Page 42 ここがワタシの楽園よ
「ごめんなさいね坊や。わたし…冗談は好きだけど。おちょくられるのは嫌いなのよ。」
拳を叩き込んだ相手にセルケトは諭すように話しかける。聞けるような状態にとどめることのない容赦のない一撃のはずだったが、彼女の拳には違和感があった。
「意外に魔人の一撃って軽いんだね。」
よく見ると拳と少年の間に水がまるでスライムのように集まり、その塊の中に入り込んだ拳はすんでのところで止まり、攻撃を遮っていたのだった。
「ふ〜ん。そういうのは嫌いじゃないわよ。」
セルケトは拳を水の中から引き出すと男の魔族が近づき、タオルを手渡す。
「まぁ、いいわ。話は聞きましょう。ついてらっしゃい。」
手を拭い、タオルを魔族に返すと丘の方へとセルケトは歩き出し、二人もそれに続いた。そしてしばらく歩くと白を基調とした大きな屋敷に着く。
「帰ったわよ。開けてちょうだい。」
セルケトが手を鳴らすと屋敷の扉は開く。そこにはビーチにいたような魔族と正反対のメイド服と燕尾服を着た何十人もの魔族が彼らを出迎えた。
「おかえりなさいませ。セルケト様。」
扉の近くにいたメイド服の魔族が三人に飲み物を渡す。
「お腹が空いたわ。話は食べながらしましょう。」
そう言うとセルケトは空になったグラスを返し、屋敷の奥へと歩いていき、二人もついていき、食堂へとたどり着いた。そして使用人たちに席まで案内された。
「やっぱり海で遊んだあとはこれよね。」
セルケトは焼かれた肉を頬張る。メレーナ達の前にも出されたが二人は手を付けていなかった。
「どうしたのよ?毒なんて入ってないわよ。」
セルケトが食べ終え、近くのナプキンで口の周りを拭きながら話す。
「それで…この島を明け渡すかどうか決めたのか?」
ワダツミはグラスを回しながら問いかける。
「坊や?悪いけどそれは飲めない話ね。そんなことよりここでゆっくり遊んで行きなさいよ。山には大きな虫も捕れるわよ。」
セルケトはワダツミには目もくれずグラスを取り、ワインを口に運ぶ。その様子にワダツミが怒り出しそうなのを察してメレーナが間に入る。
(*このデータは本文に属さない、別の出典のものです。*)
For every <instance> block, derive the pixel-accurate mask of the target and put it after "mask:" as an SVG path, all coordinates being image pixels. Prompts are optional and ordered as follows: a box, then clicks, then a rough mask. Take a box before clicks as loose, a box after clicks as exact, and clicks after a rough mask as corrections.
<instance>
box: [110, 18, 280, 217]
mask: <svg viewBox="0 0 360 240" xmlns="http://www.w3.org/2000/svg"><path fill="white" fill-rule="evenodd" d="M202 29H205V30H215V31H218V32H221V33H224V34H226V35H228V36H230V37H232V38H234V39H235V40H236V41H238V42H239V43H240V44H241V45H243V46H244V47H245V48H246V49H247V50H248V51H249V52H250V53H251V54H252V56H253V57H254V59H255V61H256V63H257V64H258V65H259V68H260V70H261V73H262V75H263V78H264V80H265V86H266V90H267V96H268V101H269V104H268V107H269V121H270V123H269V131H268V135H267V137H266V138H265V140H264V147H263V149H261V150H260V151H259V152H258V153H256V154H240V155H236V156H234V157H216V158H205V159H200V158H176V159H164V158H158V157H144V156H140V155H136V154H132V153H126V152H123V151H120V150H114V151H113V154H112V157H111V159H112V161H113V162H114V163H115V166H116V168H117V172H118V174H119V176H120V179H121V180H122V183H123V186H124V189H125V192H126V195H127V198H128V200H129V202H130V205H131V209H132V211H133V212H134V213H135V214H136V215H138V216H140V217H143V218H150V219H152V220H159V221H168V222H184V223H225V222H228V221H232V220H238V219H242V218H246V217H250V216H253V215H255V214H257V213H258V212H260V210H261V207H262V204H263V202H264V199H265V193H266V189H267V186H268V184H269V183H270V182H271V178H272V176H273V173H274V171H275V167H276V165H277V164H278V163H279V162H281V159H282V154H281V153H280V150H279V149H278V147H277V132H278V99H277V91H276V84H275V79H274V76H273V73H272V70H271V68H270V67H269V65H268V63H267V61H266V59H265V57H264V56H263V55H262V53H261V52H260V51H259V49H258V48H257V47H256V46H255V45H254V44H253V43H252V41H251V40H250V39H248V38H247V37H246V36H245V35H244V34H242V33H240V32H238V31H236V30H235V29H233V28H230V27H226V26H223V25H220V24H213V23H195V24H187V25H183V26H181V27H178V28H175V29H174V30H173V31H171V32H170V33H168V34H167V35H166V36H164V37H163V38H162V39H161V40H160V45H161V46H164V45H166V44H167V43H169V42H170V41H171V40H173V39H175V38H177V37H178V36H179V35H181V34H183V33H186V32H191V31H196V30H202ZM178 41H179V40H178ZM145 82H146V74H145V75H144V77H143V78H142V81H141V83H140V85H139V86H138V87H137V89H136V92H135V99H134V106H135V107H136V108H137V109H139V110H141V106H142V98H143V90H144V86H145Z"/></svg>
「セルケト様。これは魔王様たっての作戦のためなのですわ。住まいは別に用意しますので。」
「魔王の…。あまり聞きたい名前じゃないわね。」
一瞬、部屋の空気が張り詰める。そしてセルケトは言葉を続ける。
「あの魔王が何をしようがワタシには関係ないのだけれど…。その作戦とやらを教えてもらえるかしら。」
ワダツミが小さくため息をした後に、仕方ないなという雰囲気で答え始めた。
「自分を倒す為の下準備だよ。」
その言葉にセルケトは俄然興味を示すのだった。